En revanche, de plus en plus de producteurs russes considèrent aujourd’hui que, pour une somme relativement modique par rapport au budget d’un film, ils peuvent, avec des sous-titres en français, accroître la visibilité de leur film et aboutir à une sorte de distribution alternative via les festivals où les films russes sont assez bien représentés. Certes, cette année, à cause de l’année de la Russie, le cinéma russe est mieux représenté en France. Cependant, il y a de plus en plus de films russes qui sont présentés dans de petits festivals français. Et, au final, si on calcule le nombre total de spectateurs, celui-ci est non négligeable. Par exemple, le film Une guerre de Vera Glagoleva a été vu peut-être par 5 000 ou 6 000 spectateurs en France alors qu’il n’y est pas distribué commercialement et ne le sera vraisemblablement pas. Les sous-titres peuvent aider aussi à la diffusion de DVD à l’étranger.


Mais est-ce qu’une trop grande diffusion dans des festivals d’un pays n’empêche pas le film d’être distribué dans ce pays, comme ce fut le cas du film de Glagoleva ?
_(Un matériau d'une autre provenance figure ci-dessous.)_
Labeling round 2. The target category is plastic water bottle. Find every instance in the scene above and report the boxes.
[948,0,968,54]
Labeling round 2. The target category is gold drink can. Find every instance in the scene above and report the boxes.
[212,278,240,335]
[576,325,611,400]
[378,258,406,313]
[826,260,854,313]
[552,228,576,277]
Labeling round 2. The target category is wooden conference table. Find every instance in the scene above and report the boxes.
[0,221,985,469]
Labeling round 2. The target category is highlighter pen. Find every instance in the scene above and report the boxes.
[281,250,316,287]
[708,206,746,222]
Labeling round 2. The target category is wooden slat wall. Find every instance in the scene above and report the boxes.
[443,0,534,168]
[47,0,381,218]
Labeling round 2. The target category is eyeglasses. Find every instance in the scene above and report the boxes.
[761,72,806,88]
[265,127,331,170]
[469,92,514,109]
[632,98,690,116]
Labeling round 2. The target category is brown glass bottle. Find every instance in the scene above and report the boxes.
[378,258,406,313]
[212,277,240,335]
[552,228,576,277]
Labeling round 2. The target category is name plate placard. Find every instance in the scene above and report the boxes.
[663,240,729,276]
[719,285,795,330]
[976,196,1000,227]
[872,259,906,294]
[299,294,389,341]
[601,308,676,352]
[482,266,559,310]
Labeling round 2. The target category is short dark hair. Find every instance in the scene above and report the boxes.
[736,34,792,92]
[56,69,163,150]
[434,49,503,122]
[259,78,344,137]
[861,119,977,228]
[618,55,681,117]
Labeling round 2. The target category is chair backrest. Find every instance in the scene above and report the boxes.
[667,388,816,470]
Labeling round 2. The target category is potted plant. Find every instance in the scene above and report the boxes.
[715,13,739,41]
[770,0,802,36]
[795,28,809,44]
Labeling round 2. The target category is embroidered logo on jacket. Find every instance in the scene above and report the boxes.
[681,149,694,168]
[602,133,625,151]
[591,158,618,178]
C’est vrai, mais c’est un cercle vicieux : si un film est trop montré, il risque de ne pas être distribué ; mais si vous ne le donnez pas aux festivals espérant qu’il sera acheté, comme statistiquement il a peu de chance de l’être, il risque de ne pas être montré du tout. C’est un peu le cas des Zazous de Valeri Todorovski qui a été très peu montré dans les festivals et qui finalement a été vu par moins de spectateurs en France que le film de Glagoleva.


Films préférés :

Le Vilain Petit Canard (Гадкий утёнок) de Garri Bardine
Vivre ! (Жить !) de Youri Bykov
L’Alienne (Чужая) d’Anton Barmatov
Les Bruants (Овсянки) d’Alexeï Fedortchenko
Sibérie, Monamour (Сибирь, Монамур) de Slava Ross
Contre-mouvement (Обратное движение) d’Andreï Stempkovski
Un autre ciel (Другое небо) de Dmitri Mamoulia
Réparation (Сатисфакция) d’Anna Matisson
Je t’aime (Я тебя люблю) d’Alexandre Rastorgouïev et Pavel Kostomarov
L’Éléphant (Слон) de Vladimir Karabanov



NOTA BENE POST-CANNES (25 mai 2010) :
Le film Soleil trompeur 2 de Nikita Mikhalkov est passé quasiment inaperçu au festival de Cannes où il n’a remporté aucun prix. Le film ukrainien Mon bonheur de Sergueï Loznitsa a, lui, divisé les jurés, certains étant plus qu’enthousiastes, mais n’a finalement remporté aucun prix non plus. Le fonds dirigé par Sergueï Tolstikov n’a toujours pas touché l’argent de l’État et ne peut donc pas commencer à le distribuer. Les questions méthodologiques restées en suspens le sont toujours. Les producteurs des huit sociétés « leaders » se demandent, en revanche, si, à raison de trois films produits par an et par société, ils arriveront à trouver 48 scénarios et autant de metteurs en scène de qualité à produire dans les deux années qui viennent… C’est sans doute là la plus grande interrogation.